OUE REIT (OUEREIT SP): Falling Funding Costs + Resilient Singapore Office; Hospitality Steady On Higher RevPAR
- RE-ITERATE BUY Entry – 0.32 Target – 0.39 Stop Loss – 0.29
- OUE Real Estate Investment Trust (OUE REIT) provides real estate investment services. The Company invests in income-producing real estate used primarily for retail, hospitality, and office purposes in financial and business hubs, as well as real estate-related assets. OUE REIT serves customers in Singapore and China.
- Office remains the anchor with high occupancy and positive reversions. Singapore office committed occupancy stood at 97.4% in 3Q25 with +5.6% rental reversion. Average passing rent is S$10.91 psf pm, and Grade A CBD benchmark is S$12.20 psf pm, leaving headroom on renewals. Like-for-like commercial revenue grew +4.2% and NPI +3.8% in 3Q25 on earlier leasing done at higher rents.
- Rates tailwind is visible in the P&L and the balance sheet work. Finance costs fell 19.7% YoY to S$21.6m in 3Q25 as the weighted average cost of debt eased to 4.1%. The REIT refinanced OUE Bayfront with S$830m facilities, including a S$600m Green Loan, issued S$150m 7-year Green Notes at 2.75% due 2032, and lifted green financing to 85.1% of total debt. Pro forma leverage could reduce to 37.7% with full deployment of Lippo Plaza proceeds, and only 16% of debt now matures in 2026.
- Hospitality and Orchard retail add cyclicals without destabilising cash flows. 3Q25 hospitality RevPAR was S$279 (Hilton Singapore Orchard S$293, Crowne Plaza Changi S$251) despite F1 shifting to October. Mandarin Gallery delivered +9.3% rental reversion with 97.4% committed occupancy. Together, these segments diversify income while the office backbone keeps cash generation predictable.
- 3Q25 results review. Revenue and NPI. Revenue S$70.5m (−5.8% YoY; LfL +1.2%). NPI S$57.0m (−5.6% YoY; LfL +2.0%). The YoY headline decline reflects the 2024 Shanghai divestment; Singapore assets grew on a like-for-like basis.

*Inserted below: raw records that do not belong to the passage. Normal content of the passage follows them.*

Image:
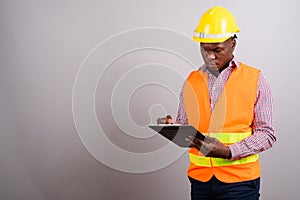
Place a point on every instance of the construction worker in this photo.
(232, 104)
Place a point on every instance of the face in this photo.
(216, 55)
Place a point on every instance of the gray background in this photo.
(43, 44)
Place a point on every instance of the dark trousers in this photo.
(217, 190)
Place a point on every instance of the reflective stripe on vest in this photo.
(228, 138)
(205, 161)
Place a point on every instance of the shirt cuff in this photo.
(235, 151)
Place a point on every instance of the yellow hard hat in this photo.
(216, 25)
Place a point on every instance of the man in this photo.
(231, 103)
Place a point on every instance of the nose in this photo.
(211, 55)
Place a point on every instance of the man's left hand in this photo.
(210, 147)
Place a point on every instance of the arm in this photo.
(181, 114)
(263, 136)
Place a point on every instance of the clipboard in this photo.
(177, 133)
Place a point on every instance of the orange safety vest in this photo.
(230, 121)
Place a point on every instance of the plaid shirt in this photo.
(263, 136)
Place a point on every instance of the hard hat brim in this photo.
(210, 40)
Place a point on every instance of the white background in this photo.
(43, 44)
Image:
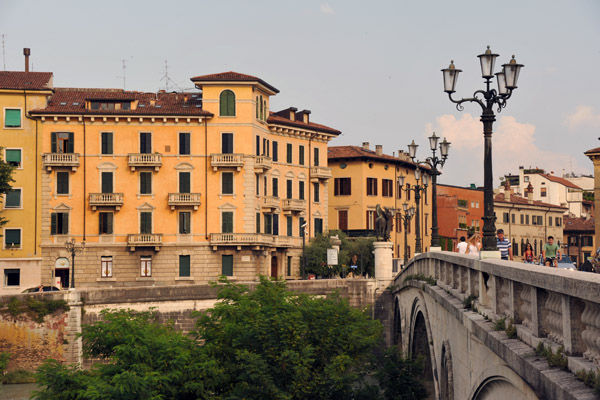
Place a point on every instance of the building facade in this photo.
(20, 136)
(363, 179)
(176, 188)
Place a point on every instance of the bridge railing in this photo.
(560, 305)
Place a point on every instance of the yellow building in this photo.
(362, 179)
(171, 188)
(20, 255)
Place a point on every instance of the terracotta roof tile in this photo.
(21, 80)
(232, 76)
(72, 101)
(279, 120)
(578, 224)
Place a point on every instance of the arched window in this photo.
(227, 102)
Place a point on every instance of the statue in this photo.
(383, 222)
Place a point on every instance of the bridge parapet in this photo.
(560, 305)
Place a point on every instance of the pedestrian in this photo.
(550, 252)
(529, 255)
(504, 246)
(462, 246)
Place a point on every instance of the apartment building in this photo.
(176, 188)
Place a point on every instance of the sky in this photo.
(369, 69)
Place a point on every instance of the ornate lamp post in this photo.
(408, 214)
(417, 189)
(507, 82)
(434, 161)
(72, 248)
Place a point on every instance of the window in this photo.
(227, 265)
(59, 223)
(275, 151)
(145, 222)
(227, 222)
(227, 143)
(106, 267)
(12, 238)
(145, 142)
(227, 104)
(275, 187)
(62, 142)
(12, 277)
(146, 266)
(227, 183)
(318, 226)
(184, 182)
(387, 188)
(301, 155)
(13, 199)
(145, 182)
(289, 153)
(12, 118)
(184, 143)
(107, 182)
(107, 142)
(184, 266)
(343, 220)
(105, 223)
(289, 191)
(13, 157)
(185, 223)
(371, 186)
(342, 186)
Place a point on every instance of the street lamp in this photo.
(72, 248)
(433, 162)
(507, 82)
(417, 189)
(408, 214)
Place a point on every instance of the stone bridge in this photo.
(466, 357)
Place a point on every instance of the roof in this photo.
(279, 120)
(232, 76)
(72, 101)
(357, 152)
(20, 80)
(578, 224)
(514, 199)
(562, 181)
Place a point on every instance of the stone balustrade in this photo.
(560, 305)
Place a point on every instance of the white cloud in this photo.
(326, 9)
(583, 116)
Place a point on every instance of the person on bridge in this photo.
(504, 246)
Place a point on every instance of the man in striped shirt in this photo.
(504, 246)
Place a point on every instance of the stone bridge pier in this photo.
(468, 355)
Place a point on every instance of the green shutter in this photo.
(227, 265)
(184, 265)
(12, 118)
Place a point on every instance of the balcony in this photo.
(227, 161)
(184, 200)
(145, 160)
(144, 240)
(320, 173)
(270, 202)
(61, 160)
(106, 200)
(293, 205)
(262, 163)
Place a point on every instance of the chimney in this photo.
(26, 53)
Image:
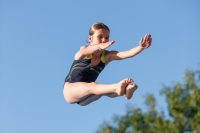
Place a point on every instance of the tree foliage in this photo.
(183, 100)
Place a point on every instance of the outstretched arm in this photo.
(144, 43)
(90, 49)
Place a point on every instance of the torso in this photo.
(86, 69)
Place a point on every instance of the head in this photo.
(98, 33)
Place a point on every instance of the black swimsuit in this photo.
(82, 71)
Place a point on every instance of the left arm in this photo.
(144, 43)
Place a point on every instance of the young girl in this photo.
(80, 86)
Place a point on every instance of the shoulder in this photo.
(79, 54)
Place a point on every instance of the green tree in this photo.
(183, 100)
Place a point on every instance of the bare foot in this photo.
(122, 86)
(129, 90)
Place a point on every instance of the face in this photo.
(99, 36)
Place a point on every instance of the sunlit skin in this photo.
(99, 41)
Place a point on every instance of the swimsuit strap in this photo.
(102, 56)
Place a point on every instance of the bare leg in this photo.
(112, 95)
(74, 92)
(130, 90)
(89, 99)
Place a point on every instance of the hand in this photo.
(105, 45)
(145, 42)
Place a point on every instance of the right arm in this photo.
(90, 49)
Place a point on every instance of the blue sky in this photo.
(38, 40)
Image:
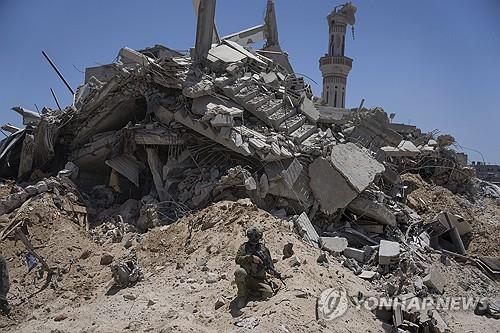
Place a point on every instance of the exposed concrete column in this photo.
(205, 28)
(271, 27)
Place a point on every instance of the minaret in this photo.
(335, 66)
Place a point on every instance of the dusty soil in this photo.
(483, 215)
(188, 267)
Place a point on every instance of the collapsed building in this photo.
(158, 134)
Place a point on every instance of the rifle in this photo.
(268, 263)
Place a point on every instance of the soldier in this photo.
(254, 260)
(4, 286)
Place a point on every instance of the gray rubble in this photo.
(160, 133)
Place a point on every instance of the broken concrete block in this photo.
(356, 254)
(333, 244)
(31, 190)
(337, 181)
(373, 210)
(41, 187)
(373, 228)
(106, 259)
(51, 183)
(309, 110)
(434, 280)
(367, 275)
(388, 253)
(306, 229)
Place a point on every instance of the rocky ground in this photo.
(188, 268)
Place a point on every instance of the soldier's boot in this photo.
(264, 290)
(240, 277)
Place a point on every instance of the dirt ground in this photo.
(188, 268)
(483, 214)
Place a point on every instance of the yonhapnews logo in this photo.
(331, 303)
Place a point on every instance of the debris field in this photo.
(124, 210)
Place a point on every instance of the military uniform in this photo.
(4, 285)
(251, 277)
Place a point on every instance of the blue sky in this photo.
(436, 64)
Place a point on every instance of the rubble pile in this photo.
(150, 139)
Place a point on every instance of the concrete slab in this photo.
(333, 244)
(337, 181)
(356, 254)
(388, 253)
(373, 210)
(306, 229)
(367, 275)
(434, 280)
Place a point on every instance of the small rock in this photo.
(85, 254)
(130, 297)
(219, 303)
(60, 317)
(201, 262)
(106, 259)
(322, 259)
(288, 250)
(294, 262)
(249, 323)
(212, 278)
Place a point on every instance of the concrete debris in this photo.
(333, 244)
(388, 253)
(338, 180)
(435, 281)
(306, 229)
(160, 134)
(126, 272)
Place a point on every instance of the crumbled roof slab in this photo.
(336, 181)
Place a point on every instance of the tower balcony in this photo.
(330, 65)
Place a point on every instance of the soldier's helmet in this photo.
(254, 235)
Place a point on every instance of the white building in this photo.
(335, 66)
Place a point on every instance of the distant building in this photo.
(488, 172)
(334, 65)
(106, 72)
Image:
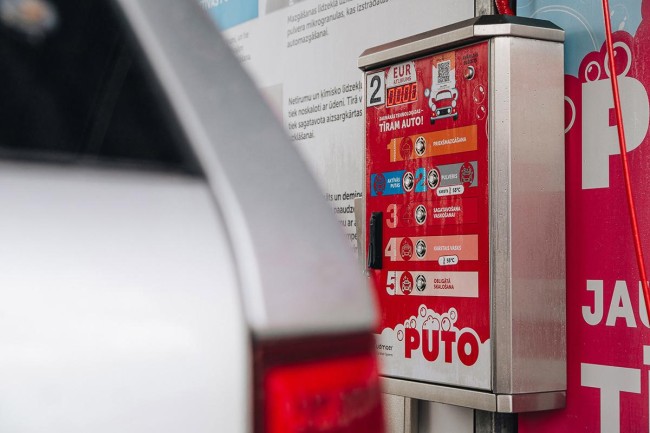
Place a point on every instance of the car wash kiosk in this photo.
(464, 208)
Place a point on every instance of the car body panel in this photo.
(119, 305)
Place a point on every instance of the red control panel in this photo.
(427, 197)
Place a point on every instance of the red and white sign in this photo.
(608, 336)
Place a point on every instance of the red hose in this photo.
(503, 7)
(623, 148)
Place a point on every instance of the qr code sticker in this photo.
(443, 71)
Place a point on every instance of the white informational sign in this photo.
(303, 56)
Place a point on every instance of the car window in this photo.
(77, 92)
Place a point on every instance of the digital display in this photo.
(402, 94)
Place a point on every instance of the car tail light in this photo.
(323, 385)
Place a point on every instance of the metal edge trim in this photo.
(441, 394)
(473, 399)
(534, 402)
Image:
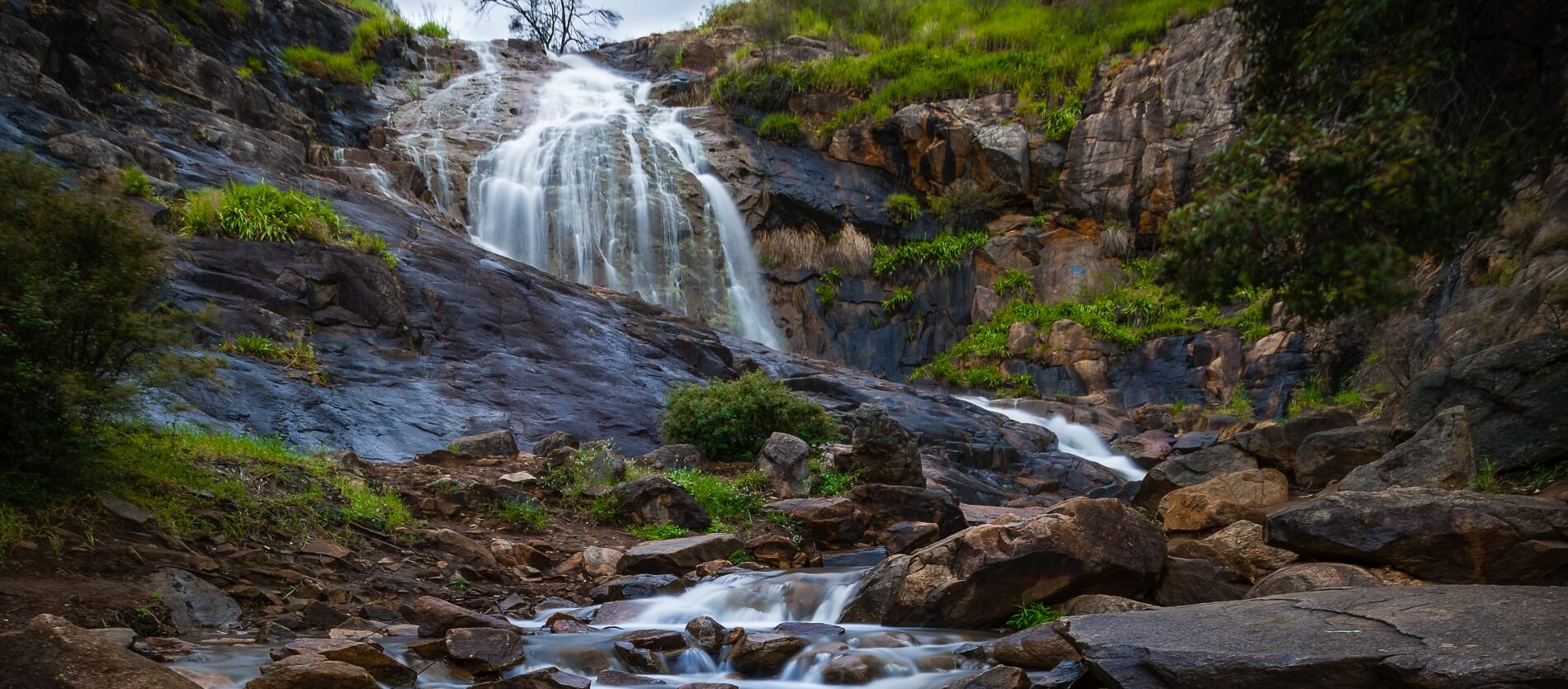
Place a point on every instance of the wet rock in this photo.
(1078, 546)
(496, 443)
(1440, 636)
(546, 678)
(1438, 455)
(50, 652)
(1330, 454)
(1313, 577)
(761, 654)
(784, 462)
(824, 520)
(707, 635)
(678, 555)
(909, 537)
(654, 499)
(852, 669)
(1191, 470)
(890, 504)
(1433, 534)
(435, 617)
(485, 650)
(1223, 501)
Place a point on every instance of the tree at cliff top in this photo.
(1377, 134)
(560, 26)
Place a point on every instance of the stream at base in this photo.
(754, 600)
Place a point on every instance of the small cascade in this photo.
(1071, 438)
(607, 189)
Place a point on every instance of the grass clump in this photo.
(731, 419)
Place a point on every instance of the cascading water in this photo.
(1071, 438)
(606, 189)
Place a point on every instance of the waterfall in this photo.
(606, 189)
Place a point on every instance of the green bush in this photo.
(731, 419)
(78, 314)
(902, 208)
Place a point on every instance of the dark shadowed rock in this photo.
(1435, 534)
(1313, 577)
(1438, 455)
(678, 556)
(1442, 636)
(1079, 546)
(654, 499)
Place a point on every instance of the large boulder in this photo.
(1512, 394)
(1438, 455)
(1440, 636)
(1223, 501)
(1078, 546)
(52, 654)
(1452, 537)
(654, 499)
(883, 452)
(786, 462)
(1330, 454)
(678, 556)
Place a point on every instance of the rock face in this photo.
(1451, 537)
(1079, 546)
(1438, 455)
(1443, 636)
(50, 652)
(1510, 394)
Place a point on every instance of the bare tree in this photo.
(560, 26)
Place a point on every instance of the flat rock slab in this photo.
(1430, 636)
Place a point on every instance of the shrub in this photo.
(902, 208)
(78, 314)
(731, 419)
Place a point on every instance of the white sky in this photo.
(640, 16)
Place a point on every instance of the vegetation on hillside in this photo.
(918, 50)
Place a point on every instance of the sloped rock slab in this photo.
(1438, 636)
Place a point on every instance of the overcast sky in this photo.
(642, 16)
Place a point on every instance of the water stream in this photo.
(607, 189)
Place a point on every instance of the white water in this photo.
(1071, 438)
(596, 191)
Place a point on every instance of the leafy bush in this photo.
(902, 208)
(731, 419)
(78, 314)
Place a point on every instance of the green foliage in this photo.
(1015, 281)
(656, 531)
(1032, 614)
(526, 515)
(902, 208)
(731, 419)
(1377, 134)
(78, 314)
(941, 252)
(783, 128)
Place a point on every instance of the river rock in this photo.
(676, 556)
(435, 617)
(1440, 636)
(1191, 470)
(1330, 454)
(830, 521)
(1438, 455)
(1433, 534)
(784, 462)
(1223, 501)
(881, 451)
(1078, 546)
(485, 650)
(890, 504)
(50, 652)
(654, 499)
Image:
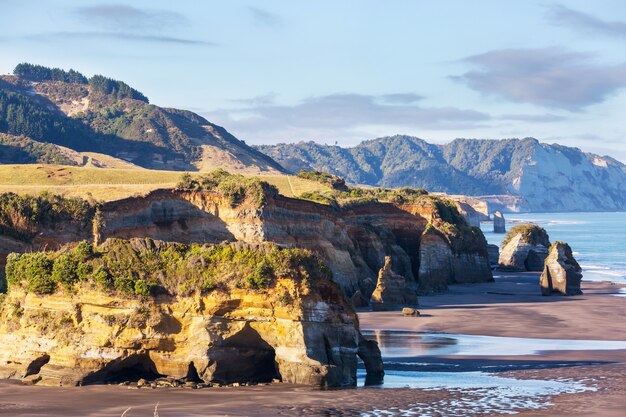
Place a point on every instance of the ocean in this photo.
(598, 240)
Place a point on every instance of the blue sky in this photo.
(345, 71)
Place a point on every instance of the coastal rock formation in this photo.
(296, 328)
(392, 291)
(561, 273)
(499, 224)
(353, 240)
(525, 247)
(436, 270)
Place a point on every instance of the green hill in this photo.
(99, 114)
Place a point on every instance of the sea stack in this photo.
(499, 224)
(525, 247)
(561, 273)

Finance costs S$21.6m (−19.7% YoY). NAV per unit S$0.57.
- Market consensus

(Source: Bloomberg)


Alibaba Group Holding Ltd. (9988 HK): Qwen Consumer Launch Drives AI Flywheel, Cloud Growth Accelerating, China Commerce Steady
- RE-ITERATE BUY Entry – 160 Target – 200 Stop Loss – 140
- Alibaba Group Holding Ltd operates as a holding company. The Company, through its subsidiaries, provides internet infrastructure, electronic commerce, online financial, e-commerce, retail, and internet content services via global marketplaces, as well as offers digital media, entertainment, logistics, and cloud computing solutions.
- Qwen App went live Nov 17, day-one traffic spiked, creating a top-of-funnel AI user engine. Alibaba launched the free Qwen consumer app on Nov 17 across iOS, Android, web and PC. Media and data trackers reported heavy user traffic on day one, with some temporary service delays, indicating rapid adoption. The app is positioned as the primary interface to Qwen3 models and a distribution rail for agentic features that can tie back to Taobao, Amap and Cloud workloads. This widens the AI funnel before monetisation via subscriptions, advertising, commerce conversion and incremental cloud usage.
- Cloud growth is re-accelerating as AI demand scales and capex is funded. June quarter 2025 Cloud Intelligence Group revenue rose 26% y/y, with AI-related product revenue posting triple-digit growth for the eighth straight quarter. Alibaba also raised US$3.2B via zero-coupon convertible bonds to expand data centers and AI infrastructure, reinforcing multi-year capacity for model training and inference. This improves visibility on Cloud top line and operating leverage through 2026.
- China commerce is stabilising, while AIDC narrows losses. June quarter revenue was RMB247.7B, +2% y/y or +10% on a like-for-like basis excluding Sun Art and Intime. Customer management revenue in China Commerce grew 10% y/y, helped by take-rate improvements, and AIDC grew 19% y/y with narrowed losses on better unit economics. The next results are scheduled for Nov 25, 2025, where investors will look for continued CMR strength, AIDC breakeven trajectory and early Qwen usage data points.
- 1Q26 results review. Revenue RMB247,652M, +2% y/y. Adjusted EBITA RMB38,844M, −14% y/y on investment in Taobao Instant Commerce. Cloud revenue RMB33,398M, +26% y/y with AI products growing triple-digit for the eighth consecutive quarter. Non-GAAP net income RMB33,510M, −18% y/y. Free cash flow outflow RMB18,815M on cloud infra and quick-commerce spend.
- Market consensus

(Source: Bloomberg)

Sinopharm Group Co., Ltd. (1099 HK): Defensive Demand With NRDL Volume Tailwinds As Pricing Resets
- RE-ITERATE BUY Entry – 20.0 Target – 24.0 Stop Loss – 18.0
- Sinopharm Group Co. Ltd. provides pharmaceutical supply chain services. The Company offers pharmaceutical manufacturing, pharmaceutical distribution, medical devices marketing, logistics and delivery, and other services. Sinopharm Group markets its products throughout China.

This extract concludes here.